Port Huron, Michigan, 22. Juni 1964

Von St. Ignace fuhren wir zuerst über die Mackinac Bridge. Diese erst 1959 dem Verkehr übergebene Brücke überspannt die Strasse von Mackinac und verbindet die Obere mit der Unteren Halbinsel von Michigan. Die Tagesreise ging dann auf der Interstate Highway 75 südlich nach Flint und von dort östlich hierher nach Port Huron an der Grenze zu Kanada. Die Strassen, Parkanlagen und Raststätten von Michigan sind auffallend gut gepflegt, was dem nördlichen Teil des Staates als Feriengebiet sehr entgegenkommt.

Niagara Falls, Ontario, Canada, 23. Juni 1964

Die kurze Strecke durch die Provinz Ontario brachte uns nach Niagara Falls. Die kanadische Seite bietet den besten Blick auf das einmalige Naturschauspiel der Niagara Fälle, während die amerikanische Seite es ermöglicht, mit einem Schutzmantel knapp an die Fälle heranzukommen.

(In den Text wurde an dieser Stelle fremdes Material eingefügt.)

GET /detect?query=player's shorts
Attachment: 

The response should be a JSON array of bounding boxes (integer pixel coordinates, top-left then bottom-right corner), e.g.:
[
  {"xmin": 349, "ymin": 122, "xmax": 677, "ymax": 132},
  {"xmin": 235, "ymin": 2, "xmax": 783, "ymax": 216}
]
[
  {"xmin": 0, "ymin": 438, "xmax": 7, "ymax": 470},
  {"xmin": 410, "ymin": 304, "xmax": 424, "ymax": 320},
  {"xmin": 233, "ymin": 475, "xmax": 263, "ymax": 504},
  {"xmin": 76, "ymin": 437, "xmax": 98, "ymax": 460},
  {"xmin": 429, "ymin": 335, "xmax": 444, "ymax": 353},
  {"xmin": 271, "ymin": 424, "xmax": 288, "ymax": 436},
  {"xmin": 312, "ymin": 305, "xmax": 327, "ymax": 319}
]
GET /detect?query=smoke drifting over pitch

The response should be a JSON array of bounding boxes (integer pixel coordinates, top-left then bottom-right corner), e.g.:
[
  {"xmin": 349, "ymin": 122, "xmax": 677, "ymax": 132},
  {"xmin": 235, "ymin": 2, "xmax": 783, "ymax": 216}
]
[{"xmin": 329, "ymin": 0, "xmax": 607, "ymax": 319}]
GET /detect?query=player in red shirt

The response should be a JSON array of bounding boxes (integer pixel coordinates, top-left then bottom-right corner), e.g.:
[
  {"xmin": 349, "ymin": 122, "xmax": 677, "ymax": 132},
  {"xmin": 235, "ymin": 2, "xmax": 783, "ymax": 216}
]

Cooperstown, New York, 26. Juni 1964

The Gem Cooperstown

Nach der langen Fahrt von Buffalo nach Albany war der Abstecher durch das Mohawk Valley nach Cooperstown eine willkommene Abwechslung. Die kleine Stadt liegt wie ein Juwel am Lake Otsego. Sie ist nach ihrem Gründer Judge William Cooper, dem Vater des Autors James Fenimore Cooper (1789-1851), benannt. Die Siedlung Cooperstown entstand um 1800, einige der ursprünglichen Gebäude sind noch erhalten. Das Cooper Erbe, sowohl in Bezug auf die Familie wie auch auf die Werke des Autors, wird vortrefflich betreut. Cooperstown war die ursprüngliche Heimat des Autors, aus der er den Stoff für die Lederstrumpferzählungen schöpfte. Lake Otsego und die Quelle des Susquehanna River bilden den authentischen Hintergrund für The Pioneers (1823), den ersten Roman in der Reihe der fünf “Leatherstocking Tales.” Heute ist Cooperstown ein beliebtes Ausflugsziel und der Anziehungspunkt für Baseball Fans aus aller Welt, da hier die Baseball Hall of Fame beheimatet ist.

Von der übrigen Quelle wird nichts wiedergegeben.